Evolution of a random network. The relative size of the giant component in function of the average degree ‹k› in the Erdős-Rényi model. The figure illustrates the phase tranisition at ‹k› = 1, responsible for the emergence of a giant component with nonzero NG (source)
Apart of the Erdős Model, there are some other methods to generate networks, such as configurational models, where the number of edges are pre-configured on initialization, so the generated mesh will consist of vertices with pre configured edge connectedness. Qualitative models are starting from an organized network where local components are connected, and the edges are reconfigured through randomisation to connect distant areas of the network.
Watz-Strogatz Graph Generation Model (source)
The code I wrote is about to visualize a simple force directed graph with vertices and edges, where the graph can be built from a list of parameters stored in a csv file, or the components of the graphs can be added to the system individually, with different connection configurations. Later on, connectedness, betweenness, the presence of motives are planned to be visualized with the code. A vertex's edge number is defining the size of the vertex at the moment.
Generating graph: each new node is connected randomly to a previous existing node. No clusters and triangles arise.

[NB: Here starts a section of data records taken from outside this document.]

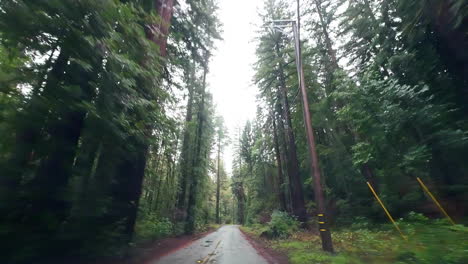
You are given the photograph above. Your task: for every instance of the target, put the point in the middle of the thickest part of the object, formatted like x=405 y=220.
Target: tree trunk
x=281 y=194
x=192 y=199
x=293 y=163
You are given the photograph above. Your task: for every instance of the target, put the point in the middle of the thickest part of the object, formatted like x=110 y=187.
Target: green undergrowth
x=151 y=227
x=429 y=241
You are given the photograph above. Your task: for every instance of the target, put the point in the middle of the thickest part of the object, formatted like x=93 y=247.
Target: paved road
x=224 y=246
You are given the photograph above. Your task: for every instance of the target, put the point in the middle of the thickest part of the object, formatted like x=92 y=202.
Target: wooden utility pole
x=325 y=233
x=218 y=179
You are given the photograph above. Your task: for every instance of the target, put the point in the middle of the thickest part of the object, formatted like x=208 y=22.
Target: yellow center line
x=207 y=258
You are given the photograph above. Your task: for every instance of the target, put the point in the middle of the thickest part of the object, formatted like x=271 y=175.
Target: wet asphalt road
x=225 y=246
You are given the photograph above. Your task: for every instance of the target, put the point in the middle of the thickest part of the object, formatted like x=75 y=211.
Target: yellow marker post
x=386 y=211
x=435 y=200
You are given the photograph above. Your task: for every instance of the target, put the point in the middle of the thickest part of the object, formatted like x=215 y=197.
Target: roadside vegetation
x=110 y=137
x=428 y=241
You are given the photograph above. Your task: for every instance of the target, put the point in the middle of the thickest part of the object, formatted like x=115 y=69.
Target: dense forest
x=109 y=135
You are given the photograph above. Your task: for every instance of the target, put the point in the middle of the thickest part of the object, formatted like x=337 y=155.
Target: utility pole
x=325 y=234
x=218 y=178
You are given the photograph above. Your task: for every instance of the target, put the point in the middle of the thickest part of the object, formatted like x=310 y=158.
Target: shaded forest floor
x=149 y=251
x=428 y=242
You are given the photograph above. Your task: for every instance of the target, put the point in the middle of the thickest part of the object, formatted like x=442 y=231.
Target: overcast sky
x=231 y=71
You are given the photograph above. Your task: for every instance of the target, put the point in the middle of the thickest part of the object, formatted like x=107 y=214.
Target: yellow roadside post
x=435 y=200
x=386 y=211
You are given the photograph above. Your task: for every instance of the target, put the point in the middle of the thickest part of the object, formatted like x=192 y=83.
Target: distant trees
x=88 y=107
x=386 y=101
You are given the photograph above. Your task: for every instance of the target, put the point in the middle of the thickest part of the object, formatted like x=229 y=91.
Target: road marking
x=207 y=258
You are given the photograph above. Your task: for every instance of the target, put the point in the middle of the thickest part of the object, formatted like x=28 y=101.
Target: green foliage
x=281 y=225
x=428 y=242
x=153 y=227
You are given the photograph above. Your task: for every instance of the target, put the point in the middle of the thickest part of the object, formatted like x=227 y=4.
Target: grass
x=428 y=242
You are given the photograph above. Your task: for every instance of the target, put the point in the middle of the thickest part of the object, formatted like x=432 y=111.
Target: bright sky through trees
x=231 y=72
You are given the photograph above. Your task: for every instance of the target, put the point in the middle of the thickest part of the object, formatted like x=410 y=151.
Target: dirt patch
x=165 y=246
x=149 y=252
x=261 y=245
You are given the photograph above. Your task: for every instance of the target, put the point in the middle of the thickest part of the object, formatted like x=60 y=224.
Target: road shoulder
x=264 y=249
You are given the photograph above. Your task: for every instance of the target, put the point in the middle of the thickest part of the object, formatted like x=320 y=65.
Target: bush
x=152 y=227
x=416 y=217
x=281 y=225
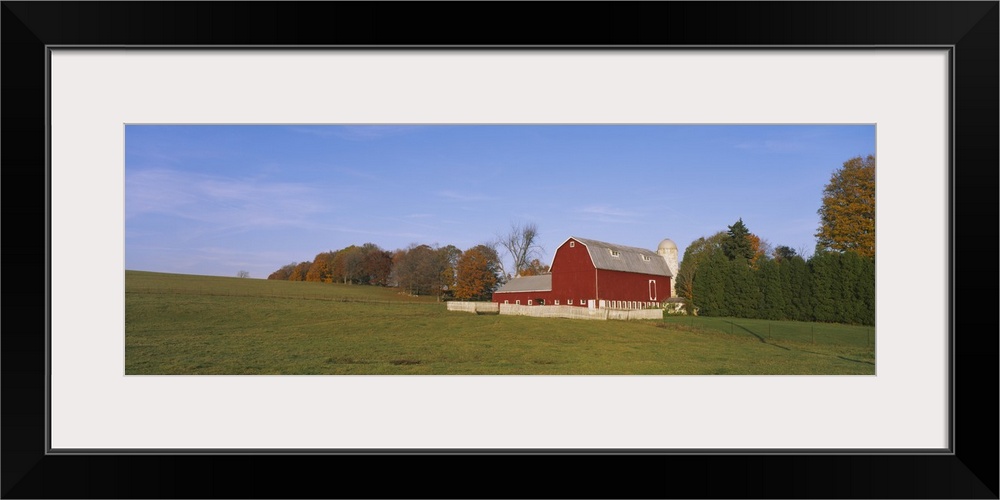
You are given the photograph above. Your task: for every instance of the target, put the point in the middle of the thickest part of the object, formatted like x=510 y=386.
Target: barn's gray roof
x=540 y=283
x=629 y=259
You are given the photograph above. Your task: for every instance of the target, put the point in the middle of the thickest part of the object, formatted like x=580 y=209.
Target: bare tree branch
x=520 y=244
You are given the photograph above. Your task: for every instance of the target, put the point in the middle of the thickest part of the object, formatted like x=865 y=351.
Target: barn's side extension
x=554 y=311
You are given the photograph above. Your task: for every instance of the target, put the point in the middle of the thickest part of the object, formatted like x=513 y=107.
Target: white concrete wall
x=579 y=312
x=473 y=307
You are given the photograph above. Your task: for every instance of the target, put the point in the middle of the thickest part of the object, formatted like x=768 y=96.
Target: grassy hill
x=181 y=324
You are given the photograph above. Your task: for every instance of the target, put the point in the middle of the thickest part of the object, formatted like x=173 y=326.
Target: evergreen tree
x=710 y=285
x=823 y=271
x=796 y=288
x=772 y=291
x=738 y=244
x=742 y=295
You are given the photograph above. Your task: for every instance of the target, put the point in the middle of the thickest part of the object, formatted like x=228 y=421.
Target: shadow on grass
x=760 y=338
x=857 y=360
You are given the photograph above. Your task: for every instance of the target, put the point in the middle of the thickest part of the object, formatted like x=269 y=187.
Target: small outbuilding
x=595 y=274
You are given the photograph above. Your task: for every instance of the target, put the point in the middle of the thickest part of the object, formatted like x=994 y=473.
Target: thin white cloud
x=357 y=132
x=219 y=201
x=464 y=196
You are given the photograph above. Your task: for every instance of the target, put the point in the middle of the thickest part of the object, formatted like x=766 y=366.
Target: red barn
x=590 y=273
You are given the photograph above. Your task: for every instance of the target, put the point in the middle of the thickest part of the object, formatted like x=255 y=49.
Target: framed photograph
x=927 y=87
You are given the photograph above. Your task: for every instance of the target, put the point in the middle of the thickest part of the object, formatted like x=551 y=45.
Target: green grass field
x=200 y=325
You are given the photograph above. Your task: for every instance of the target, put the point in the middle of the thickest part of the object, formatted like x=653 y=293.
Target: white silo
x=668 y=250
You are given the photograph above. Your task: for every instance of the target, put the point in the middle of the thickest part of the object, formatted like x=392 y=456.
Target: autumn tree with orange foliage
x=847 y=217
x=478 y=273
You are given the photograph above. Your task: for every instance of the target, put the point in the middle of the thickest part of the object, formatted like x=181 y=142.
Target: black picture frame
x=969 y=28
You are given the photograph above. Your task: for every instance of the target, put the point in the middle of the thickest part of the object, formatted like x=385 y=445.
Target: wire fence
x=274 y=294
x=771 y=331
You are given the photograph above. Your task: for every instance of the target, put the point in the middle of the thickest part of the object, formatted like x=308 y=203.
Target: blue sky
x=217 y=199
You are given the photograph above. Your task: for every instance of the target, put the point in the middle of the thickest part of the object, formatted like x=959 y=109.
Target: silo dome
x=666 y=244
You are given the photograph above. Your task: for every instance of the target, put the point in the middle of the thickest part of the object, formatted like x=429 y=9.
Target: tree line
x=419 y=269
x=737 y=274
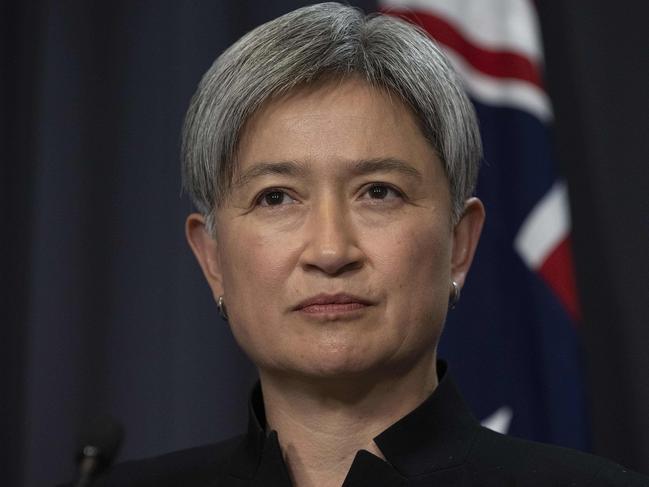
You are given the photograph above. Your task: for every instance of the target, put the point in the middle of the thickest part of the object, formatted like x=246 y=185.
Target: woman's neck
x=322 y=423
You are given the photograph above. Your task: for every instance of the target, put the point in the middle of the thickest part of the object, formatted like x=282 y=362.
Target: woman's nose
x=332 y=245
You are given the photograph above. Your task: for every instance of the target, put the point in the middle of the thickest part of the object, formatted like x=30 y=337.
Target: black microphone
x=98 y=445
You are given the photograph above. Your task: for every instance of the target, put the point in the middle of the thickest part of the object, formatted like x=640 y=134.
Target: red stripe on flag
x=499 y=64
x=557 y=272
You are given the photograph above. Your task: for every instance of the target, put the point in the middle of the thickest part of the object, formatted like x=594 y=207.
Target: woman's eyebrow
x=289 y=168
x=387 y=164
x=356 y=168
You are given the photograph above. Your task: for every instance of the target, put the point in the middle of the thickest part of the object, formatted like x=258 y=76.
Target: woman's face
x=340 y=200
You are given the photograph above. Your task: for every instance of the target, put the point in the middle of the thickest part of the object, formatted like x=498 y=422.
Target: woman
x=332 y=158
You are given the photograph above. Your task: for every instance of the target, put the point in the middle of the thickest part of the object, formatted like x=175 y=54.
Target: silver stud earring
x=454 y=296
x=220 y=304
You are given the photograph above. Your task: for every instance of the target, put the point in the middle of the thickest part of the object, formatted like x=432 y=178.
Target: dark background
x=103 y=307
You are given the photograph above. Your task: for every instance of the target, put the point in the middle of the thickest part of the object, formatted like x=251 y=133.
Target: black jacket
x=438 y=444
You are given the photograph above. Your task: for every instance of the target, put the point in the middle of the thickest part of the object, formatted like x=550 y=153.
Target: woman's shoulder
x=183 y=467
x=543 y=464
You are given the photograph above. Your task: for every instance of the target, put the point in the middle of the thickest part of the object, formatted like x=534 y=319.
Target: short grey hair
x=328 y=40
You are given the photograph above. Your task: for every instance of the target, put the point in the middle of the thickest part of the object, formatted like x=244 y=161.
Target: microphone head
x=100 y=439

Generating graph: each new node is connected to all existing nodes. Heavy clusterization.
Generating graph: each new node can be connected to any existing node with a probability of 0.1. Some clusters arise, there are also vertices that have no edges.
Generating graph: each new node is connected randomly to one of the first three elements. The result is a heavily centralized network.
Random notes from the workshop:
There are basically 16 different motifs can be found in directed graphs. Large scale graph characteristics can be visualized by their motif frequency distributions respectively. Interesting example is the "triangle closure" that can be found in social networks: motifs start forming closed triangles by time.
Usually network connectedness is high within local areas and low on the global scale.
The "network approach" is more sensitive to the cleanliness of data compared to other analytic methods.
(Network based) Data analysis usually consists of the following steps:
Complex System -> Data -> Network -> Mathematical Quantities -> Representational Qualities -> Conclusion
Mathematical quantities can be described by computation, whereas representational qualities are thoughtfully interpreted aspects that can be used for visualization.